I was drawn to Drupal because I could see the tremendous potential of using taxonomy terms to affect the way a page looks, as well as what features might appear in it. However, I'm having trouble grasping how to make full use of this and I'm hoping someone can steer me in the right direction.
I'm familiar with the concept of parent>child, but I don't understand how to work within the hierarchy.
Let's say I have several layers of terms. For example, a term "bulldog" is a child of "dogs," which is a child of "mammals," which is a child of "animals." So we have this: animals>mammals>dogs>bulldogs.
I can conceive of several instances when I'd want to make my pages appear differently or have different blocks based on levels of that hierarchy.

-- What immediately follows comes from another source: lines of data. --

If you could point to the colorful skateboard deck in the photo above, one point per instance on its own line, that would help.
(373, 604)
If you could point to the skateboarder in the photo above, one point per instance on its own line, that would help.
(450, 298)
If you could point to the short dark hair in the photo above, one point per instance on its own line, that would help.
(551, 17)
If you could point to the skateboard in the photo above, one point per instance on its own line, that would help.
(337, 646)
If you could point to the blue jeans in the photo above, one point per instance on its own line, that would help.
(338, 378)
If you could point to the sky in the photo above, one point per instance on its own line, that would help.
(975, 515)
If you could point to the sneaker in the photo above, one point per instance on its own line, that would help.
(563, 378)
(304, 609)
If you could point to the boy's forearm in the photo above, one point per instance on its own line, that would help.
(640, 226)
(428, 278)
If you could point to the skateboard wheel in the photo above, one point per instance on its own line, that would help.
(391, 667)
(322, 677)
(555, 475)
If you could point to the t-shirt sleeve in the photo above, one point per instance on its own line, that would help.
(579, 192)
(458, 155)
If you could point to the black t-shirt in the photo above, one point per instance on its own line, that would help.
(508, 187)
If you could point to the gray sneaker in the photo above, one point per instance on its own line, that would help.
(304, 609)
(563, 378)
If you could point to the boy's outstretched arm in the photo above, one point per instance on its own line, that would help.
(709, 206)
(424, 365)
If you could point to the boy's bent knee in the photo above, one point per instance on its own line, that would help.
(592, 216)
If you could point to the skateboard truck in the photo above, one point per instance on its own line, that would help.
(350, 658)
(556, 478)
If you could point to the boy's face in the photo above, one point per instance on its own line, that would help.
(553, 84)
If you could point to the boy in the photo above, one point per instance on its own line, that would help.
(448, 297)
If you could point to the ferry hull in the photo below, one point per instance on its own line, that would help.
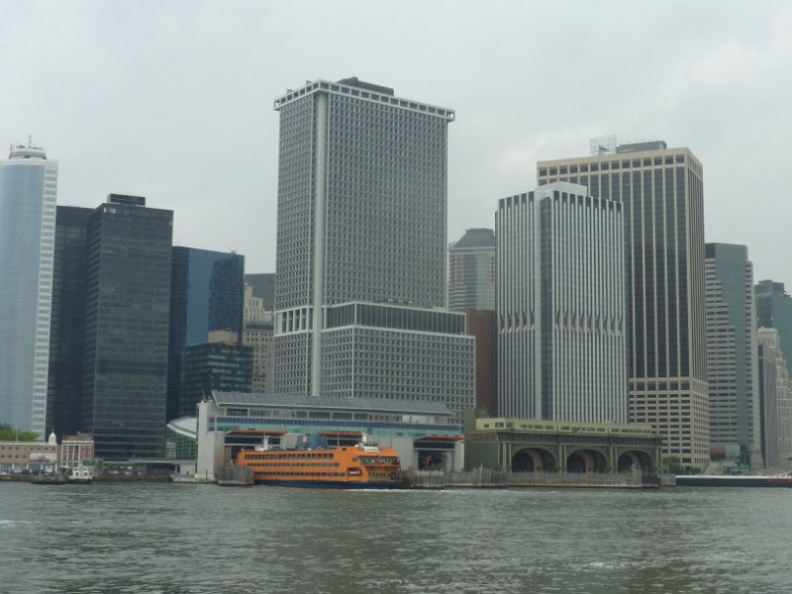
(328, 484)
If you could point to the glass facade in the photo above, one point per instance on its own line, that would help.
(68, 320)
(662, 194)
(207, 294)
(774, 310)
(561, 306)
(126, 330)
(28, 190)
(471, 271)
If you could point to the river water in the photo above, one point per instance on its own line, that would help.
(185, 539)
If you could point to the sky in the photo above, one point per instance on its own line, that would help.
(173, 100)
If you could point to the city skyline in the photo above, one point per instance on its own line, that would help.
(685, 90)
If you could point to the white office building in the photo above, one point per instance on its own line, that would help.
(28, 190)
(561, 309)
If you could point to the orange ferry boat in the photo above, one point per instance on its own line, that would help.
(313, 463)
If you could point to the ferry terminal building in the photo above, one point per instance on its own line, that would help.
(427, 435)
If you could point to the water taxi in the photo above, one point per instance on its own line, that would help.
(313, 463)
(81, 475)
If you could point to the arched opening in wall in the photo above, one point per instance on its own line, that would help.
(533, 460)
(586, 461)
(635, 460)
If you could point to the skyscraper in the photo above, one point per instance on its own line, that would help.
(221, 363)
(774, 310)
(471, 278)
(207, 294)
(561, 306)
(362, 221)
(125, 357)
(68, 320)
(731, 353)
(661, 190)
(28, 190)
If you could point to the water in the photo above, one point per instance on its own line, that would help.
(190, 539)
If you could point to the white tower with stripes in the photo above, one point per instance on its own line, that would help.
(561, 306)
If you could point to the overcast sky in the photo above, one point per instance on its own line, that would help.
(173, 100)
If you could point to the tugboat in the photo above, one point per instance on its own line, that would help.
(81, 475)
(49, 478)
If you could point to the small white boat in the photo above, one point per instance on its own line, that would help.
(81, 475)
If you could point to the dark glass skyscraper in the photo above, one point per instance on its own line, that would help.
(471, 274)
(68, 320)
(28, 188)
(731, 354)
(125, 359)
(663, 197)
(207, 294)
(774, 310)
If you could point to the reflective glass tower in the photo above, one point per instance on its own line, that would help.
(127, 314)
(732, 355)
(28, 190)
(207, 294)
(662, 193)
(68, 320)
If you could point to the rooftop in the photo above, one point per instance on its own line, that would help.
(476, 238)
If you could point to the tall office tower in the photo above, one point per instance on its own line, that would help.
(480, 323)
(362, 220)
(221, 363)
(125, 358)
(471, 278)
(28, 190)
(661, 190)
(258, 335)
(775, 397)
(68, 320)
(774, 310)
(263, 287)
(560, 310)
(255, 311)
(207, 294)
(731, 354)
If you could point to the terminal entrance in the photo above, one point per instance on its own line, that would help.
(533, 460)
(635, 460)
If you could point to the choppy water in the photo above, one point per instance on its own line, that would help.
(133, 538)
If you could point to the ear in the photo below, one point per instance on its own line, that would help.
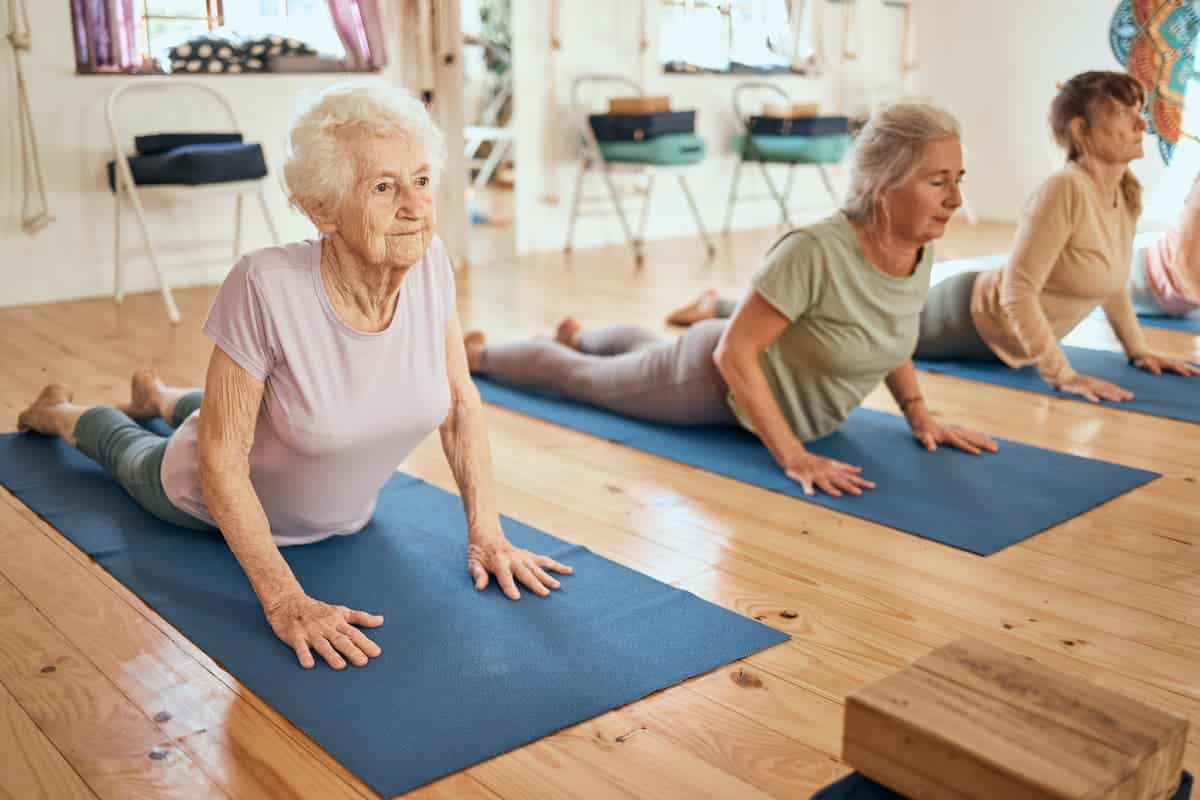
(1079, 132)
(322, 218)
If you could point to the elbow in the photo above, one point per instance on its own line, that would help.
(220, 462)
(732, 361)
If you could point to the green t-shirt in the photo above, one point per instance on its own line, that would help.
(851, 324)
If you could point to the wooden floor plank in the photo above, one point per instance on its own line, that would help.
(33, 768)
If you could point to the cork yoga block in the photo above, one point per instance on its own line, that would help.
(972, 721)
(790, 112)
(639, 104)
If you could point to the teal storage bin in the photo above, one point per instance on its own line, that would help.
(670, 149)
(796, 149)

For example, I might want to use a different CSS for "mammals" than what I'd use for "insects." But that CSS needs to apply to all children of "mammals" as well, such as "dogs," "cats," "pigs," etc.
And by the same token, I might want to have links to pages about dogs only appear on all pages created with different children of "dogs."
So here's where I have trouble understanding: When I create content about, say, bulldogs, do I have select the terms "animals," "mammals," "dogs," and "bulldogs," or is there a way to set it up so that if I select "bulldogs," the parent terms can be assumed? If it's a bulldog, it must be a mammal, so can the CSS for mammals be automatically used without me telling Drupal my page is also about mammals?